Die 15 bis 18 Jahre alten Jugendlichen mit Migrationshintergrund hatten im Februar 2011 am U-Bahnhof Lichtenberg so heftig auf den 30-Jährigen eingeschlagen und eingetreten, dass das Opfer mit schwersten Kopfverletzungen vier Wochen im künstlichen Koma lag. Die Schüler hatten im Verlauf des Prozesses Schläge und Tritte eingeräumt. Tötungsabsichten und Deutschenhass bestritten sie aber.

Opfer kann sich kaum erinnern

Der 30-jährige Maler war damals mit einem Kollegen auf dem Heimweg. Er wurde gequält, bis er reglos am Boden lag. Mit den psychischen Folgen hat der Mann offenbar noch lange zu kämpfen.
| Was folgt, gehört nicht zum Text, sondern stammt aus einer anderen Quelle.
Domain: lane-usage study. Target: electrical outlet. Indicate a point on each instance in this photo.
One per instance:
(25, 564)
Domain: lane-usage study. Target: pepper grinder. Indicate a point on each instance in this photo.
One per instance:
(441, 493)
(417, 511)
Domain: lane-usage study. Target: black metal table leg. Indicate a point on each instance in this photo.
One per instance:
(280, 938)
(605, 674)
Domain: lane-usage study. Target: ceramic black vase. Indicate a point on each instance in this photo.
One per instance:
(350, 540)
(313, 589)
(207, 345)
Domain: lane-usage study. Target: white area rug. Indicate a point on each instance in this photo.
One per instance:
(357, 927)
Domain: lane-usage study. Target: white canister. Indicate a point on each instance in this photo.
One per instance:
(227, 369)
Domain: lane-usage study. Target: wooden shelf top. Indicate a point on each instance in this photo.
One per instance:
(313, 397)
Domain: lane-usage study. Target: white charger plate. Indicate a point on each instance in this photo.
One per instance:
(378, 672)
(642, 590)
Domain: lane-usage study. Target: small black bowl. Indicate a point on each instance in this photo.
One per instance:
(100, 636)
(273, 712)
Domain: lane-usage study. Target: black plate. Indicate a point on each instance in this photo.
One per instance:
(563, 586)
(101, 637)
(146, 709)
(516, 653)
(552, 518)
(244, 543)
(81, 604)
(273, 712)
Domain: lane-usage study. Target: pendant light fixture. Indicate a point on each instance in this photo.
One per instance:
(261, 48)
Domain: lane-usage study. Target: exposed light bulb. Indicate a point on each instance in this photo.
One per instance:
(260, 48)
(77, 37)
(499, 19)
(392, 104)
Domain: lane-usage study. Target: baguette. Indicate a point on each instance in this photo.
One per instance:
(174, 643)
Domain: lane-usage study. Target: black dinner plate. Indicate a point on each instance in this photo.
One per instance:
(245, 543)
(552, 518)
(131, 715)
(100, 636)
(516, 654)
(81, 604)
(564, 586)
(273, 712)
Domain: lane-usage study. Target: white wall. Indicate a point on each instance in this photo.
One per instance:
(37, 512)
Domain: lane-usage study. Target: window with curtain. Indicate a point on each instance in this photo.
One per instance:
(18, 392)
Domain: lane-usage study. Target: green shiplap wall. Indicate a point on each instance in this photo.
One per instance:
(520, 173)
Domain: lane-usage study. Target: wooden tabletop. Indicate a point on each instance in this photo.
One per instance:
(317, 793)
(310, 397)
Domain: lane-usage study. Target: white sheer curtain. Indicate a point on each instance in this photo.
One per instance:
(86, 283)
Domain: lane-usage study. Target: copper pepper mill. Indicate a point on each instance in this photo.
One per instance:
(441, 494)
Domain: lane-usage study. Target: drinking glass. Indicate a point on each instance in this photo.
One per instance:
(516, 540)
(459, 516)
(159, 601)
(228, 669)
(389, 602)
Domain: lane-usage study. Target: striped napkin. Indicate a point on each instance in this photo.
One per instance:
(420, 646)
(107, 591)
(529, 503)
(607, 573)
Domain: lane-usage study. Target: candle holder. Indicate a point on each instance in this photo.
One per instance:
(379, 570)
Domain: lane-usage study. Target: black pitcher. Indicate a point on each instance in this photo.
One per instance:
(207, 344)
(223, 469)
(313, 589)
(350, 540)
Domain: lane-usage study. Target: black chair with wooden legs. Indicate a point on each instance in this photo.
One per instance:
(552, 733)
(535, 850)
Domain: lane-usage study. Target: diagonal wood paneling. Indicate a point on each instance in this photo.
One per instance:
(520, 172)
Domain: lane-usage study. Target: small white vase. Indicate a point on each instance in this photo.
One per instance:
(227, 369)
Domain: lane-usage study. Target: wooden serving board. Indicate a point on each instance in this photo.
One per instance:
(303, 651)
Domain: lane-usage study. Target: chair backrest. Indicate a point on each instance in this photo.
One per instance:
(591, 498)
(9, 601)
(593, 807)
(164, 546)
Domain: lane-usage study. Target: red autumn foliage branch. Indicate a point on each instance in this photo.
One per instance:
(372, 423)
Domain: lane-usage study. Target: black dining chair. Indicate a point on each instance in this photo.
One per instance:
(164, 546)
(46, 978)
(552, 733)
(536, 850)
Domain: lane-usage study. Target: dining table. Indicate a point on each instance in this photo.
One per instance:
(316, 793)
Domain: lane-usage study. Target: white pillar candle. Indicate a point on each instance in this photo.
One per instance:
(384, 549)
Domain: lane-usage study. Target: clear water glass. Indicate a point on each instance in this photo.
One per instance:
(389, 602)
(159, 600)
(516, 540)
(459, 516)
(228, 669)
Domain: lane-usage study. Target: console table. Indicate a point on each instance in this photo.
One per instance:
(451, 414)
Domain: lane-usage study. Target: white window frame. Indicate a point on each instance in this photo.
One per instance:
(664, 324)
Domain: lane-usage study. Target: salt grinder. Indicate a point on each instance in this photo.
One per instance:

Wegen der schweren Hirnverletzungen kann er sich kaum erinnern.

Sein Kollege hatte den Überfall einigermaßen gut verkraftet. Der Gleichaltrige konnte zunächst aus dem Bahnhof fliehen, wurde aber aufgespürt und ebenfalls geschlagen. Ein Rocker von den Bandidos trieb die Täter in die Flucht.

Viele Attacken in Berliner Bussen und Bahnen

In Berlin wurden zuletzt wiederholt Menschen in Bus und Bahn angegriffen. Bei dem bisher schlimmsten Fall starb ein 23-Jähriger, als er auf der Flucht vor Schlägern vor ein Auto rannte. In einem anderen Fall wurde ein Gymnasiast jüngst zu zwei Jahren und zehn Monaten Jugendstrafe verurteilt. Er hatte einen Mann mit Tritten schwer am Kopf verletzt. Seine Tat hatte er nicht erklären können.